Project description:OBJECTIVES: High serum creatinine is considered an independent risk factor for poor outcomes following coronary artery bypass grafting (CABG). However, the impact of occult renal impairment (ORI), defined as an impaired glomerular filtration rate (GFR) with a normal serum creatinine (SCr) level, remains unclear.
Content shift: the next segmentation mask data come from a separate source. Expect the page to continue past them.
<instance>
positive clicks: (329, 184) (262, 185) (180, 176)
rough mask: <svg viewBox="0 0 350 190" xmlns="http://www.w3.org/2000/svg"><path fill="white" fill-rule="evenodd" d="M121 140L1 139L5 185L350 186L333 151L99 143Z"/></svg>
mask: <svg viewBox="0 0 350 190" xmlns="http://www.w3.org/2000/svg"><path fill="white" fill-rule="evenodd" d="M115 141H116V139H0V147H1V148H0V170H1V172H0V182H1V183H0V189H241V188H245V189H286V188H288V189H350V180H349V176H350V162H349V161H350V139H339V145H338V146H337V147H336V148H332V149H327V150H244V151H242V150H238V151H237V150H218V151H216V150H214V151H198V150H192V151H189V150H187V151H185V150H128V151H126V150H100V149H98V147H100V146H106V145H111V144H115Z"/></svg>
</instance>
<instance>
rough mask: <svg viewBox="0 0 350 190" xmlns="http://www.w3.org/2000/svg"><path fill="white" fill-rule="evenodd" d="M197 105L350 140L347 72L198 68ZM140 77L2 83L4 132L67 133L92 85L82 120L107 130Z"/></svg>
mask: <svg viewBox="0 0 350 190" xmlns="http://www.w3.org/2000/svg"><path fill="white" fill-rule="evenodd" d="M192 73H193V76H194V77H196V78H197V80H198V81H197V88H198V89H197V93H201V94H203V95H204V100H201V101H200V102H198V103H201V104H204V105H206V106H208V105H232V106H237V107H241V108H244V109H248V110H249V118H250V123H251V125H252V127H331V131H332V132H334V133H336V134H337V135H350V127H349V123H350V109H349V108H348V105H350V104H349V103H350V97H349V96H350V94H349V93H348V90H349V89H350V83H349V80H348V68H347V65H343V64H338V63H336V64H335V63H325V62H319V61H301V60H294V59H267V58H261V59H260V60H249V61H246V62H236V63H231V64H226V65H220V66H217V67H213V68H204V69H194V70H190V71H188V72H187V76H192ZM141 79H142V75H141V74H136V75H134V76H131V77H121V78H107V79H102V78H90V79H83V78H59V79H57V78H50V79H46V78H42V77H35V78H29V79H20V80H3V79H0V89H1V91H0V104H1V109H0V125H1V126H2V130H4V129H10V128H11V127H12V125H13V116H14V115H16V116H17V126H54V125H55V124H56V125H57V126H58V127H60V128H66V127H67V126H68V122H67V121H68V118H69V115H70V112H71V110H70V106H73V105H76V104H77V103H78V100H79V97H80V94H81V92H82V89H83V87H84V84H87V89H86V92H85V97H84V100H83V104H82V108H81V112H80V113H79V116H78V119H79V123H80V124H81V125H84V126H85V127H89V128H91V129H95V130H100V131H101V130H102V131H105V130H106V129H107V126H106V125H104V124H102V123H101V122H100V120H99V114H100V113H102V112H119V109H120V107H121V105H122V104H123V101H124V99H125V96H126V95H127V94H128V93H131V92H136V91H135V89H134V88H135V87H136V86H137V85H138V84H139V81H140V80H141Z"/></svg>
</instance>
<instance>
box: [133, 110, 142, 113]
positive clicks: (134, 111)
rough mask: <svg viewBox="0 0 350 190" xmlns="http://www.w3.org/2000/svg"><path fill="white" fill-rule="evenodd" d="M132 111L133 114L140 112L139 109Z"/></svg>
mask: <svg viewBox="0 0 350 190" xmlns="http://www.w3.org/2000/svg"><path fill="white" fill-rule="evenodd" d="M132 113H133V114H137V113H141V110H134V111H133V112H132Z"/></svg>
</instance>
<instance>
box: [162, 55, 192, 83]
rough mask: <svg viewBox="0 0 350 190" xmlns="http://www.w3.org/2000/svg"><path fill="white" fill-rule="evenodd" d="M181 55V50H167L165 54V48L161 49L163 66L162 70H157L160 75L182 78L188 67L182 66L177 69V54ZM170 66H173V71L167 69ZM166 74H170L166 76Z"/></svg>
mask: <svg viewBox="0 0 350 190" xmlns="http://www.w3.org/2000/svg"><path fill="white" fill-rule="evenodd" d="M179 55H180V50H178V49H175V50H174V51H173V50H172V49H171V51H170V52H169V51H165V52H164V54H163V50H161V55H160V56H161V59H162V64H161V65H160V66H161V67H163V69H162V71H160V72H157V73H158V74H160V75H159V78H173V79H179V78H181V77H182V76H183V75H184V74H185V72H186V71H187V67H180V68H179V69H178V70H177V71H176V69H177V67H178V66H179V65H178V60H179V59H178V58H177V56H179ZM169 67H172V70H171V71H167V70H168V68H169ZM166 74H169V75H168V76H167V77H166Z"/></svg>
Thus, we sought to investigate the impact of ORI on outcomes after CABG. METHODS: Among patients undergoing their first percutaneous coronary intervention (PCI) or CABG enrolled in the CREDO-Kyoto Registry (a registry of first-time PCI and CABG patients in Japan), 1842 patients with normal SCr levels undergoing CABG were enrolled in the study. Patients were divided into two groups based on preoperative estimated GFR calculated by the Cockcroft-Gault equation: 1339 patients with estimated GFR of ? 60 ml/min/1.73 m(2) (normal group) and 503 with estimated GFR of <60 ml/min/1.73 m(2) (ORI group). RESULTS: Preoperative estimated GFR differed between the groups (51.3 ± 6.6 vs 85.8 ± 23.0 ml/min/1.73 m(2), P < 0.01). ORI was associated with high in-hospital mortality (3.2 vs 1.0%, P < 0.01) and need for dialysis (2.0 vs 0.2%, P < 0.01). In terms of long-term outcomes, ORI was associated with high mortality compared with the normal (hazard ratio [95% confidence interval]: 1.72 [1.16-2.54], P < 0.01) and high incidence of composite cardiovascular events (death, stroke or myocardial infarction: 1.53 [1.16-2.02], P < 0.01). CONCLUSIONS: ORI was an independent risk factor for early and late death as well as cardiovascular events in patients undergoing CABG with normal SCr levels. A more accurate evaluation of renal function through a combination of SCr and estimated GFR is needed in patients with normal SCr levels.